Siguiendo con el tema de la inyección de SQL del post anterior, voy a intentar explicar en que consiste para los que no tienen ni pajolera idea de lo que estamos hablando pero sienten curiosidad.
En una página Web realizada sobre un gestor de contenido, es decir todas las páginas medianas o grandes y cada vez más también las pequeñitas, por ejemplo cualquier blog como este, la información de los textos que la componen se guardan en bases de datos, y cuando accedemos a alguna de las secciones o entradas del mismo, se realiza una consulta a la base de datos para que esta nos de los textos correspondientes a dicha sección o artículo. Pues bien, para que el sistema que soporta la página Web en cuestión sepa que información es la que se precisa en cada momento del total de información que almacena en la base de datos, se le debe “preguntar” por algo específico. Igual que no vas a la biblioteca y pides “un libro”, así en abstracto, sino un título en particular o los títulos de una temática concreta, cuando se le pregunta a la base de datos lo hacemos sobre un conjunto restringido de datos “dame la información del artículo X”. Para ello en cada enlace de una de estas páginas, por ejemplo cada una de las páginas que componen este blog, junto Conca dirección base de la página en cuestión, por ejemplo www.androidemagenta.com, ponemos una información extra, llamada parámetros, que le indican al sistema lo que buscamos. POr ejemplo, vamos al enlace de mi blog “De que va esto”, vemos que la URL esta compuesta por algo como esto: http://www.androidemagenta.com/?page_id=9. La primera parte, http://www.androidemagenta.com, es la dirección base, el dominio al que hacemos la petición, y la segunda parte “page_id=9″ es el parámetro, lo que le dice a mi página que el contenido que quiero cargar es en concreto la página que tiene como identificador interno el “9″. Es decir, los parámetros nos permiten preguntar al sistema y que este nos responda algo en concreto.
Hasta aquí no es nada raro ni incomprensible. El problema reside en lo que le “dejamos preguntar” al usuario o más concretamente, lo que estamos dispuestos a que le diga nuestro sistema. Por supuesto no hay una forma directa de preguntar a un sistema por los datos de todos sus clientes, pero al igual que en la vida, hay formas indirectas para “saber”. No hace falta que te diga que estoy casado porque has visto el anillo en mi mano. No hace falta decirla nada a esa chica de si le molaba el menda o no, porque cada vez que me movía, se movía ella, cuando me alejaba se acercaba ella, cuando iba al baño ¡Ops! me la tropezaba, siempre guapísima, siempre puestísima. No hacía falta preguntar nada directamente, porque hay mil formas de saber. La encontraba cerca de mi aunque estuviéramos cincuenta amigos y al entra al bar ella estuviera en la otra punta. Me lo decía de otra forma.

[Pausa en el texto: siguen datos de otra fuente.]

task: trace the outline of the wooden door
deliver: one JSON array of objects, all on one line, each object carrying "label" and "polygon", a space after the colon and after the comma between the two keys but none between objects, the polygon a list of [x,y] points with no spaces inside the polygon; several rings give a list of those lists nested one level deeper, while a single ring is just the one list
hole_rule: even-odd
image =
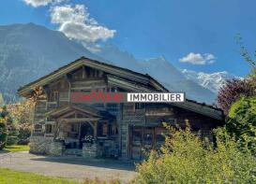
[{"label": "wooden door", "polygon": [[143,148],[143,128],[131,127],[130,152],[131,158],[135,160],[142,159]]}]

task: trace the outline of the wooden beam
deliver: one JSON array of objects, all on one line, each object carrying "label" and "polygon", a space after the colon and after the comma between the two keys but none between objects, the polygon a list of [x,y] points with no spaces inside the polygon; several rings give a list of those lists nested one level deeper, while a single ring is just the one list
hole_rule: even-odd
[{"label": "wooden beam", "polygon": [[82,122],[98,120],[99,118],[76,118],[76,119],[58,119],[59,120],[66,120],[67,122]]}]

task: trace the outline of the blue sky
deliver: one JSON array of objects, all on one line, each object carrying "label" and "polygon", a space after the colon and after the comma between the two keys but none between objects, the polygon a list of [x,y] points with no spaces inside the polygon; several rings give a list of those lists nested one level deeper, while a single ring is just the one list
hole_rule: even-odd
[{"label": "blue sky", "polygon": [[[84,5],[90,19],[97,21],[96,26],[104,28],[109,34],[104,37],[100,35],[103,32],[96,33],[98,34],[96,41],[89,40],[90,45],[95,42],[112,43],[137,58],[164,55],[180,68],[203,72],[226,70],[245,76],[249,65],[239,55],[235,35],[242,35],[252,55],[256,50],[254,0],[53,1],[42,0],[48,2],[43,6],[35,6],[33,0],[2,1],[0,24],[34,22],[61,30],[64,21],[53,21],[53,8],[67,5],[73,8],[76,5]],[[95,26],[91,21],[89,24]],[[63,28],[62,31],[67,30]],[[81,38],[70,32],[65,33]],[[86,36],[82,36],[83,41],[88,41]]]}]

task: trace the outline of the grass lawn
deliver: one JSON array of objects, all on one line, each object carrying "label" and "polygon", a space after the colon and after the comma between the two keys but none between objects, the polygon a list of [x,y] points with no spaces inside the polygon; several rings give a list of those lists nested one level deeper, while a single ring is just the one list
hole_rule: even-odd
[{"label": "grass lawn", "polygon": [[0,153],[19,152],[19,151],[26,151],[26,150],[29,150],[28,145],[12,145],[12,146],[6,146],[3,150],[0,150]]},{"label": "grass lawn", "polygon": [[44,177],[32,173],[0,168],[0,183],[3,184],[78,184],[67,179]]}]

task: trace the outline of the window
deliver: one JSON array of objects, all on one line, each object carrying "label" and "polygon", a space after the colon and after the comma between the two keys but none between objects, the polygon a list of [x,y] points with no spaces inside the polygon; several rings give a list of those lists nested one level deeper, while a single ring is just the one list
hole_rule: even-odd
[{"label": "window", "polygon": [[34,132],[35,133],[41,133],[42,131],[42,125],[39,123],[37,123],[34,125]]},{"label": "window", "polygon": [[78,132],[78,124],[77,123],[71,124],[71,132],[73,132],[73,133]]},{"label": "window", "polygon": [[46,134],[52,134],[52,133],[53,133],[53,124],[46,124],[45,125],[45,133]]},{"label": "window", "polygon": [[101,121],[98,124],[98,135],[107,136],[109,134],[109,124],[107,121]]},{"label": "window", "polygon": [[57,102],[59,98],[58,92],[52,92],[50,94],[50,101],[49,102]]}]

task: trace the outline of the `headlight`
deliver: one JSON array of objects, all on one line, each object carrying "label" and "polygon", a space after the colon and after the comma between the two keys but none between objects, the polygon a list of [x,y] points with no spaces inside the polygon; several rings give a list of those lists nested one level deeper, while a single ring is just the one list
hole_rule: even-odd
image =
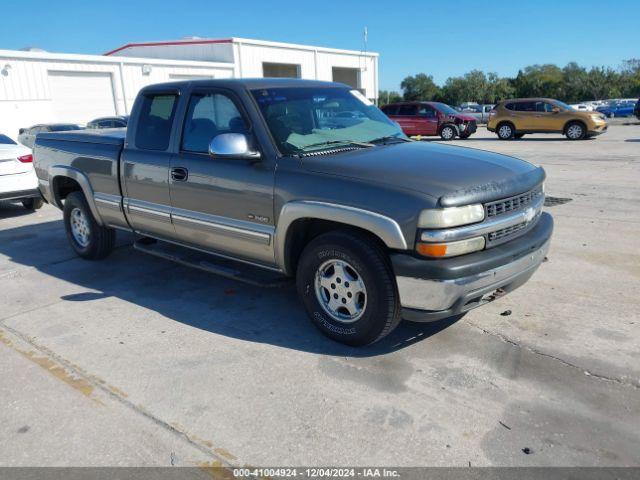
[{"label": "headlight", "polygon": [[468,238],[448,243],[417,243],[416,251],[425,257],[445,258],[477,252],[484,248],[484,237]]},{"label": "headlight", "polygon": [[423,210],[418,228],[448,228],[484,220],[484,207],[480,204],[464,207]]}]

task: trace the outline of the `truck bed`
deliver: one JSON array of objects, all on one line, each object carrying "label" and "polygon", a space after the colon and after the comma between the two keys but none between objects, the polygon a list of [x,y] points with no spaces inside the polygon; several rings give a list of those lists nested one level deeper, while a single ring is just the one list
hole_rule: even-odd
[{"label": "truck bed", "polygon": [[39,133],[37,138],[42,140],[64,140],[65,142],[123,145],[126,134],[126,128],[104,128],[101,130]]},{"label": "truck bed", "polygon": [[70,176],[83,186],[87,201],[105,224],[126,226],[120,209],[120,153],[125,135],[124,128],[38,134],[33,153],[45,199],[57,205],[56,175]]}]

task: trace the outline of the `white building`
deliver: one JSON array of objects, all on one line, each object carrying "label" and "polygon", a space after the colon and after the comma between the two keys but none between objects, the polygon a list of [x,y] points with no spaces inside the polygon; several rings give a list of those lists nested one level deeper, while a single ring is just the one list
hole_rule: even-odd
[{"label": "white building", "polygon": [[130,112],[138,91],[171,80],[297,77],[378,96],[378,54],[230,38],[132,43],[99,55],[0,50],[0,133]]}]

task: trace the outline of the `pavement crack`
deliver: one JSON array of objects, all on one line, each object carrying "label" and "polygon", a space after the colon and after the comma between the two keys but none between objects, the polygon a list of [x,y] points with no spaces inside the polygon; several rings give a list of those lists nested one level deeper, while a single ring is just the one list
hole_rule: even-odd
[{"label": "pavement crack", "polygon": [[[25,335],[21,331],[13,327],[9,327],[3,323],[0,323],[0,327],[3,330],[9,332],[11,335],[20,339],[22,342],[29,345],[34,350],[37,350],[40,354],[48,358],[49,361],[57,363],[58,365],[63,367],[67,372],[70,372],[75,377],[82,379],[83,382],[90,384],[95,390],[100,390],[103,394],[115,400],[117,403],[123,405],[129,410],[132,410],[134,413],[138,415],[142,415],[147,420],[150,420],[160,428],[179,437],[180,439],[185,441],[187,444],[197,449],[198,451],[204,453],[205,455],[213,457],[216,460],[216,464],[219,464],[221,467],[233,468],[236,466],[230,462],[229,460],[230,454],[228,454],[226,450],[213,448],[213,445],[210,442],[202,440],[199,437],[188,433],[187,431],[185,431],[185,429],[180,428],[176,424],[171,424],[169,422],[162,420],[161,418],[147,411],[142,405],[136,405],[131,400],[126,398],[127,395],[124,392],[122,392],[122,390],[107,384],[104,380],[100,379],[96,375],[92,375],[86,372],[84,369],[82,369],[78,365],[75,365],[74,363],[70,362],[64,357],[61,357],[60,355],[55,353],[53,350],[36,343],[31,337],[29,337],[28,335]],[[223,453],[222,454],[218,453],[220,451],[222,451]]]},{"label": "pavement crack", "polygon": [[507,337],[507,336],[505,336],[505,335],[503,335],[501,333],[492,332],[491,330],[487,330],[486,328],[482,328],[480,325],[477,325],[477,324],[475,324],[473,322],[470,322],[469,320],[464,320],[464,322],[467,325],[469,325],[469,326],[471,326],[471,327],[473,327],[473,328],[475,328],[477,330],[480,330],[482,333],[484,333],[486,335],[490,335],[492,337],[498,338],[500,341],[502,341],[504,343],[508,343],[509,345],[513,345],[514,347],[521,348],[523,350],[526,350],[527,352],[533,353],[534,355],[538,355],[538,356],[541,356],[541,357],[549,358],[549,359],[554,360],[556,362],[560,362],[562,365],[564,365],[566,367],[569,367],[569,368],[572,368],[572,369],[575,369],[575,370],[579,370],[580,372],[582,372],[582,374],[584,374],[587,377],[591,377],[591,378],[594,378],[596,380],[601,380],[601,381],[604,381],[604,382],[615,383],[617,385],[621,385],[621,386],[624,386],[624,387],[631,387],[631,388],[634,388],[634,389],[640,389],[640,385],[638,385],[638,384],[636,384],[634,382],[628,382],[628,381],[625,381],[625,380],[623,380],[621,378],[618,378],[618,377],[611,377],[611,376],[608,376],[608,375],[602,375],[600,373],[594,373],[594,372],[592,372],[591,370],[589,370],[587,368],[581,367],[580,365],[576,365],[575,363],[571,363],[571,362],[569,362],[569,361],[567,361],[567,360],[565,360],[563,358],[560,358],[560,357],[558,357],[556,355],[552,355],[550,353],[545,353],[545,352],[543,352],[541,350],[538,350],[537,348],[534,348],[534,347],[530,347],[530,346],[527,346],[527,345],[522,345],[522,344],[516,342],[515,340],[510,339],[509,337]]}]

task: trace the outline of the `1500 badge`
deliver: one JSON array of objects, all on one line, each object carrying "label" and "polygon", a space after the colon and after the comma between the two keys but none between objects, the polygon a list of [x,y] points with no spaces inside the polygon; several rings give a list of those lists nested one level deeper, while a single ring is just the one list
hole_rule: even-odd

Por eso me parece tan refinada y hermosa esta técnica, porque es como ligar, sabes por deducción, sin preguntas vulgares, con códigos de matemática mágica. Mola.
Claro que cuando eres padre, es decir, programador, lo normal es que le enseñes a tu hija que no se habla con desconocidos y que no le diga ni a Blas nada de ella o de su vida o de dónde vive. Para evitar problemas es mejor que sólo se responda a determinadas preguntas, formuladas de una determinada manera. Vaya, una atención de tipo funcionariado.
Para eso una de las mejores maneras es utilizar procedimientos almacenados. Explicar su uso lo dejo para otra entrada. Lo que si diré al respecto de este tema es que si estas cosas pasan es porque no se utiliza esta técnica veterana de protección de datos (entre otras causas, claro, pero de forma destacada). Y no se utilizan por dos razones. Porque obligan a pensar más los sistemas, a estructurar mejor la aplicación desde el principio y eso casi nunca se puede hacer hoy día con auténticos analfabetos dirigiendo proyectos y empresas, y porque los directivos de las empresas desarrollan sus sistemas, especialmente sus webs, al dictado de la oportunidad marketiniana de turno, sin importarles un pijo las tripas de la aplicación, “esos códigos raros” que escriben los programadores y que nadie revisa entre otras cosas porque no hay gente preparada a tal efecto al frente de muchos proyectos ¿para qué, si no se ve? Que quieres si pones a un director de marketing al frente de un equipo de desarrollo…
En fin, a lo mejor después del pedazo de multón que les va a caer se lo piensan dos veces y hacen caso al jefe de proyectos y al cuerpo técnico la próxima vez que quieran lanzar una aplicación informática, incluidas las páginas Web.